La lampada Bul-Bo infatti nasce come pezzo a sé stante, ma come parte di un progetto totale di arredo disegnato per il Centro Residenziale Olivetti a Ivrea (Torino) dallo studio di architettura Gabetti e Isola (Roberto Gabetti, Aimaro Isola, Guido Drocco, Luciano Re) tra il 1968 e il 1971, per decisione di Roberto Olivetti, figlio di quell’Adriano scomparso troppo presto nel 1960, ma la cui visione ancora improntava fortemente l’attività dell’azienda. Cosa cambia dall’originale di 50 anni fa all’edizione odierna? «Nello sviluppo della nuova Bul-Bo», spiegano dall’azienda, «Axolight si è posta l’obiettivo di ricreare un oggetto esteriormente fedele alla sua forma originale, ma in grado di assolvere la sua funzione illuminante in maniera ultra contemporanea».


Così, l’utilizzo di nuove tecnologie (a cominciare dalla luce LED con dimmer) e nuovi materiali costruttivi più performanti rispetto a quelli di un tempo ci consegnano pienamente rispettata l’essenza, la filosofia gioiosa e insieme funzionale del progetto. Se la Arco dei Castiglioni (1962 e quest’anno fanno 60)  è in certo modo la capostipite di un filone che tra le intelligenti riflessioni, come la Coupé di Joe Colombo, e le mille imitazioni più o meno riuscite ha fatto epoca, cambiando il panorama luminoso della casa non più “costretto” a qualcosa di statico che pende dal soffitto, la Bul-Bo è un passo oltre.
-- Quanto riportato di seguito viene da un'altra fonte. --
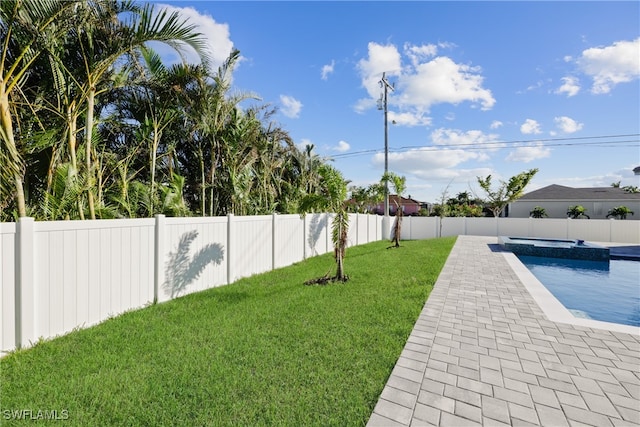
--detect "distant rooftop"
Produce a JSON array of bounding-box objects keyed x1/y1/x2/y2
[{"x1": 520, "y1": 184, "x2": 640, "y2": 201}]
In che modo? Perché, oltre a essere posizionabile a piacere grazie alla maniglia con cui la si sposta (certo, i 25 chili di pietre in granuli, nel sacco della zavorra sono “tanta roba”) la Bul-Bo si può anche inclinare alla bisogna, cosa che invece il marmoreo basamento della Arco non consente. E poi c’è che il diffusore, il cappello insomma, non c’è più. Un tempo la forma di lampadina ritagliata nel lamierino ospitava quei roventi farettoni che, i più âgés ricorderanno, consumavano kilowatt come mentine. Oggi rimane vuoto fantasma della lampadina cui “rende omaggio” il sobrio, quasi invisibile LED.